Norwegian Report Claims Tidal Inflated Subscriber Numbers

In a lengthy article published Friday (Jan. 20), Norwegian media outlet Dagens Næringsliv claims that Jay Z's company Tidal has been deliberately inflating subscriber numbers. The report says that although the company publicly touted that it had accumulated 3 million subscribers to its streaming service last March, a London-based record executive says they were told Tidal actually had 850,000 subscribers.

Dagens Næringsliv has made several similar claims about the company over the past year, particularly regarding legal battles between its current ownership and its former ownership, Swedish-based company Aspiro AB. In one particular legal filing, Tidal's complaint alleged that Aspiro's executives had misrepresented the number of subscribers the service had at the time of Jay's $56 million purchase, which was confirmed by Tidal, giving the paper some credibility on the topic. Friday's report goes into much further detail about the alleged inner-workings of the company that Dagens Næringsliv claims, without attribution, is losing as much as $70,000 per day.

A rep for Tidal declined to comment to Billboard.

The report details a degree of finger-pointing over who was dishonest about which numbers and who gave the order to do so. Jay's legal claim asserted that Aspiro execs were responsible for misrepresenting subscribers dating back to four years before his acquisition. Dagens Næringsliv, however, quotes former Aspiro and Tidal head of business intelligence Arthur Sund as saying this actually occurred after the takeover, intentionally, at the request of Roc Nation exec Lior Tibon by slowly activating 170,000 old and unused accounts from Denmark and Norway to inflate numbers.
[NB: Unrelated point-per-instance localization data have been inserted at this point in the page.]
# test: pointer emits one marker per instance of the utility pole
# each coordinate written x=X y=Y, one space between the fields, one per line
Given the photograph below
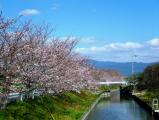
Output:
x=132 y=68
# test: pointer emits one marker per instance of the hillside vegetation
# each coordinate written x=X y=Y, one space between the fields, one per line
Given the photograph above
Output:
x=66 y=106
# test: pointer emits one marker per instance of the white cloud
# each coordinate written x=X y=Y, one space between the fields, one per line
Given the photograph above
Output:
x=88 y=40
x=154 y=42
x=55 y=6
x=123 y=46
x=111 y=47
x=28 y=12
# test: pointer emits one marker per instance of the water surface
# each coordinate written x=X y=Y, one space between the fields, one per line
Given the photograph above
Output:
x=117 y=108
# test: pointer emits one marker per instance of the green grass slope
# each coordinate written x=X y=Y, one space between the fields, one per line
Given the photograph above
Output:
x=66 y=106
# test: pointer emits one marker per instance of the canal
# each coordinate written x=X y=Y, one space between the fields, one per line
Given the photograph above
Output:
x=117 y=108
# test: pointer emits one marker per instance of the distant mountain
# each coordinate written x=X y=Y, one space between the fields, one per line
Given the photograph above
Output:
x=125 y=68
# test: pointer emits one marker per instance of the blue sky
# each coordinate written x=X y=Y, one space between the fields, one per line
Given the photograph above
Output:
x=111 y=30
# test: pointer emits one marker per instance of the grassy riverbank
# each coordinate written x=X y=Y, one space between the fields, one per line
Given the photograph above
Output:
x=66 y=106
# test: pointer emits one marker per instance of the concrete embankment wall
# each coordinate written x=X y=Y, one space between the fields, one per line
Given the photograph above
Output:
x=146 y=107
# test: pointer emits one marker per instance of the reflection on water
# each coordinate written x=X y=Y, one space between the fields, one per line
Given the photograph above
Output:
x=117 y=108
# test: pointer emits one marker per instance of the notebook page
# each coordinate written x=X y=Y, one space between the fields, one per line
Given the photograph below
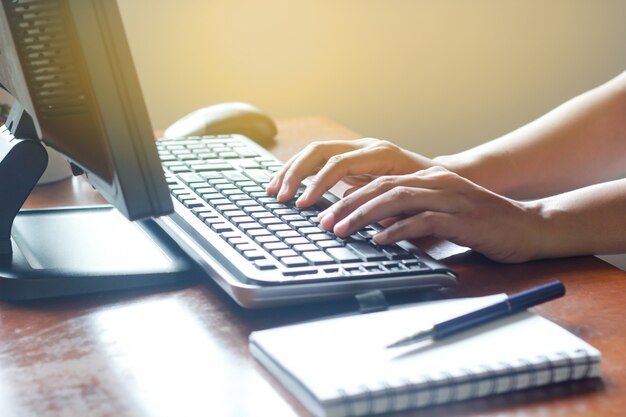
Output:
x=342 y=356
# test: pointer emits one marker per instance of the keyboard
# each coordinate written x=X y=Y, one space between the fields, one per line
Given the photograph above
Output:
x=253 y=244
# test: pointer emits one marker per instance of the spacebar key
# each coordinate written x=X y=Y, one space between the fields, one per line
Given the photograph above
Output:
x=367 y=252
The report claims that at the beginning of 2016, around the time it says Sund resigned, that practice ended.

However, there are several reasons to question this report. For one, nearly every quoted source either left the company following Jay Z's acquisition, is actively involved in litigation against Tidal, or, in the case of one London-based record company director, outright states (according to Google Translate), "You can safely say that we are not particularly fond of each other." It also describes Jay Z as a crack dealer, Roc Nation exec Desiree Perez as a cocaine smuggler and Tibon as a former Israeli intelligence officer; while none of those descriptions are technically untrue, they are both devoid of context and leave out the fact that all three have been highly successful businesspeople for a decade or longer.
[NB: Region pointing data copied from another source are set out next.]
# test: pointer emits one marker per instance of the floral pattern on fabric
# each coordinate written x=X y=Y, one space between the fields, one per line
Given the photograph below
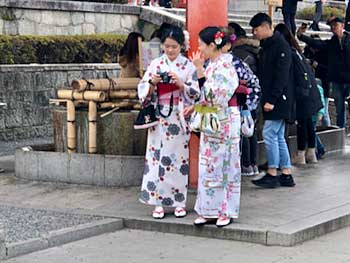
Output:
x=166 y=169
x=219 y=182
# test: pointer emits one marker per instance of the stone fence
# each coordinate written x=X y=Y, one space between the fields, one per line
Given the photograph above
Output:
x=27 y=89
x=49 y=17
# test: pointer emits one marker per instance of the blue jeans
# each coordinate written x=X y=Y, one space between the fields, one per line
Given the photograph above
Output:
x=276 y=147
x=326 y=120
x=341 y=92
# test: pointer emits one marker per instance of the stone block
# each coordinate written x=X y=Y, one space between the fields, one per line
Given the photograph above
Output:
x=53 y=167
x=26 y=247
x=2 y=242
x=132 y=170
x=26 y=164
x=112 y=22
x=90 y=18
x=10 y=28
x=13 y=118
x=77 y=18
x=33 y=16
x=26 y=27
x=87 y=169
x=113 y=171
x=56 y=18
x=74 y=233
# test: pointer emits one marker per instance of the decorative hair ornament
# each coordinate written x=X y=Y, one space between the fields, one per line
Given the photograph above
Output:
x=187 y=40
x=233 y=38
x=218 y=37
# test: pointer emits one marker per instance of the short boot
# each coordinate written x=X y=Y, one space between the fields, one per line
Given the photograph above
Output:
x=311 y=155
x=299 y=158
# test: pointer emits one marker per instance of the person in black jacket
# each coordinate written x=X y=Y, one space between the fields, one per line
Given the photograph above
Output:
x=289 y=9
x=306 y=106
x=274 y=74
x=245 y=48
x=338 y=50
x=319 y=61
However, there are aspects that ring true, particularly when it comes to accurate subscriber numbers. Tidal hasn't released an updated subscriber number since that March 2016 claim of 3 million, which at the time also included those who signed up for free trials after the stop-start Tidal release of Kanye West's Life of Pablo. In May, the company confirmed to The New York Times that in the first week after the exclusive release of Beyoncé's Lemonade, 1.2 million additional people had signed up for the service, though again that came with an extensive free-trial promotional offering. That detail led to widespread reports that Tidal had 4.2 million paid subscribers, an easy mistake to make when the verbiage is carefully chosen as to almost encourage that conclusion.
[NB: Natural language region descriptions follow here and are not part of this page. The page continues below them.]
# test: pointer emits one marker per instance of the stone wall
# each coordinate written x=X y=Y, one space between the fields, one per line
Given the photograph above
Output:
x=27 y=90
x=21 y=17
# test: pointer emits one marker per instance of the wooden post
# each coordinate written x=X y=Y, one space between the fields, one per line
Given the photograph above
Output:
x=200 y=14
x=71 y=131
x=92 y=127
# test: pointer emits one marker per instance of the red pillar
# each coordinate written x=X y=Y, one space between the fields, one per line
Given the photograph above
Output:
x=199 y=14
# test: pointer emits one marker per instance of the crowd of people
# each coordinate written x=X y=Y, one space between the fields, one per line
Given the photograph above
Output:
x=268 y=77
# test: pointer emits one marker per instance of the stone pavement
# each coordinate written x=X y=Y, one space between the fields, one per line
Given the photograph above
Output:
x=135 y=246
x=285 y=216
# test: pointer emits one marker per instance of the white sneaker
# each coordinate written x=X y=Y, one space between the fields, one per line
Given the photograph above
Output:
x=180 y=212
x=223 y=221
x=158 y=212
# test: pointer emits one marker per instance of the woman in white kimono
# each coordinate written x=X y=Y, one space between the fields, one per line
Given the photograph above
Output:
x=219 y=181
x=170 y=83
However, the number of paid subscribers was always likely to be significantly lower than publicly stated. Last September, after Tidal's financials revealed a $28 million loss on $47 million in revenue, MiDia Research co-founder Mark Mulligan noted that based on its revenue, it was impossible for Tidal to have had north of 800,000 paid subscribers and concluded that it was likely it had closer to 2 million total users when including those on its free trials. On Jan. 6, Mulligan updated that figure to 1 million commercially active subscribers.

But while Tidal is likely still growing, albeit slowly compared to its competitors, 2017 will bring major changes to the streaming landscape, with acquisition rumors, new competitors and expected public offerings all set to reshape the sector. At this stage, many agree that the most likely scenario will see Tidal acquired by a larger company -- possibly Apple -- in the coming months.